Cole County EMS hiring more paramedics amid COVID-19 call spike

With call volume increasing due to the COVID-19 pandemic, the Cole County Commission has approved hiring 10 new full-time paramedics for Cole County Emergency Medical Services.

EMS Chief Matt Lindewirth told commissioners Tuesday that the number of calls EMS has had to respond to has risen every month since August compared to last year's numbers.

The worst could be November.

Cole County EMS responded to 937 calls in all of November 2019, Lindewirth said.

In just the first 10 days of this November, the service has responded to 421. If that rate continues, the total could reach 1,263 calls - 326 more than last November.

"From mid-March through mid-May, we saw a drastic downtick in total calls, by about 60 percent," Lindewirth said. "It's just the opposite now. Our staff that we have now have done a remarkable job but can't keep up with the current rate - not only due to the increase in calls but the complexity of the calls, the distance we have to go on calls and the time we have to spend on these calls."

Lindewirth said it takes 25-30 minutes to disinfect and prepare an ambulance after transporting someone with confirmed suspected COVID-19.

"We're starting to take more patients into the Kansas City and St.

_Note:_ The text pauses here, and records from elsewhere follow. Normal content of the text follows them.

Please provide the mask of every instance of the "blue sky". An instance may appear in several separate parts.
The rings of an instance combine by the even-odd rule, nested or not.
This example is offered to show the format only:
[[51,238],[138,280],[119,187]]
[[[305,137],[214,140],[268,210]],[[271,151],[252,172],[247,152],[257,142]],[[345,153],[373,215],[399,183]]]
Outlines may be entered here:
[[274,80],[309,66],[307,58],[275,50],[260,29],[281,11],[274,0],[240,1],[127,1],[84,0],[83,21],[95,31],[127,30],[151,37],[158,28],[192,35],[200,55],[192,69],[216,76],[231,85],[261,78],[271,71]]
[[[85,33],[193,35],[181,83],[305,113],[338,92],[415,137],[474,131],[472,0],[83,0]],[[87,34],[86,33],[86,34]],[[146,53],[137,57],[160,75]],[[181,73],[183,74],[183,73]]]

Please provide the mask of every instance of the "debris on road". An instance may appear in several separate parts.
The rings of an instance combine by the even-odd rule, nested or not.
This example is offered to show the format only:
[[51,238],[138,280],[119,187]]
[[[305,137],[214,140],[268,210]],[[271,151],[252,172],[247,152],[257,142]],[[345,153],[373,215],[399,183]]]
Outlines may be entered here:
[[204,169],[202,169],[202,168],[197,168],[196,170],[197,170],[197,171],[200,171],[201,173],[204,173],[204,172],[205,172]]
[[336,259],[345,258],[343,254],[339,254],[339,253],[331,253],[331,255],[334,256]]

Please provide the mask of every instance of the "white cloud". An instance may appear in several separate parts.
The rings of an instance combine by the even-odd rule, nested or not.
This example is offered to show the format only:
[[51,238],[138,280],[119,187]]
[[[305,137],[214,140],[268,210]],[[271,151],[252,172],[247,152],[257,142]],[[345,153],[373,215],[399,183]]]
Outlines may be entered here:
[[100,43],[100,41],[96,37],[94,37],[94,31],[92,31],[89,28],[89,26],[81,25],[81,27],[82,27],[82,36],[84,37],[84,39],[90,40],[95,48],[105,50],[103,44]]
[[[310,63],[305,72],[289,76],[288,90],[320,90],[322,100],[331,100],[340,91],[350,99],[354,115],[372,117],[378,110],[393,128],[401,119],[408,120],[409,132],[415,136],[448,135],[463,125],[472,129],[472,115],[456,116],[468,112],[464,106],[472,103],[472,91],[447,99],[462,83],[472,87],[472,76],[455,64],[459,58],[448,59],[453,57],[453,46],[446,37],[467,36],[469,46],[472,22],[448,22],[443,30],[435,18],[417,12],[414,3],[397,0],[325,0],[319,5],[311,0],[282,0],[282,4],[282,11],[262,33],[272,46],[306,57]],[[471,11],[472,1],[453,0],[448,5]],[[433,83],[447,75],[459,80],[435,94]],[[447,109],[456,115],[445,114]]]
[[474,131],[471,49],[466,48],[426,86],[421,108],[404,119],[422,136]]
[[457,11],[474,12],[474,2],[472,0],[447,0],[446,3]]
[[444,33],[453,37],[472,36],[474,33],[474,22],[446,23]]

Louis areas, and that's five to six hours out, not including your decontamination time," he said.

Cole County EMS has gotten calls to do transfers to as far away as Illinois and Arkansas but has turned them down, Lindewirth said.

With the EMS system stressed, Lindewirth said, they have more "status zeroes" taking place - where no ambulances are available and outside agencies would be called in to take a medical call.

The starting salary for a Cole County paramedic is $51,000. With various benefits figured in, the 10 new hires could cost $800,000-$900,000 all together, Lindewirth said.

Part of the plan includes working with two county fire protection districts to build living quarters for ambulance staff to allow for more service. The Osage Fire Protection District Station in Wardsville and the Cole County Fire Protection District station at County Park would offer their locations, Lindewirth said.

The ambulance based in Wardsville would be a 24-hour truck. An ambulance already based at County Park would become a 24-hour truck, and the ambulance based at the Cole County Jail in downtown Jefferson City would become a 12-hour truck to respond to calls during peak times of service during the day and night.

Including the work to build the additional living quarters, the total cost for the plan could top $1 million, but Lindewirth said, "it's the cheapest plan we were able to come up with."

"We expect to see additional COVID spikes after the holidays, and this time of the year is also the flu season, which typically is a busy time for us," he continued. "Once we start to see the COVID and call numbers going down - which from the information we're getting would probably be sometime in the spring at the earliest - through attrition we would just not replace these 10 positions. Paramedics leave an EMS service at a higher rate because there is more job opportunities for them since there remains a shortage of those persons across the country."

The service has had 16 staff members in quarantine at some point during the pandemic, he said. As of Tuesday, that was down to one.

The EMS department currently employs 23 paramedics and 20 emergency medical technicians along with five administrators, who are all paramedics. The service's staff is currently short one paramedic and one EMT from the number it is authorized to have.

Commissioners said they plan to work to get reimbursement for the cost of hiring the new paramedics through the federal Coronavirus Aid, Relief and Economic Security Act.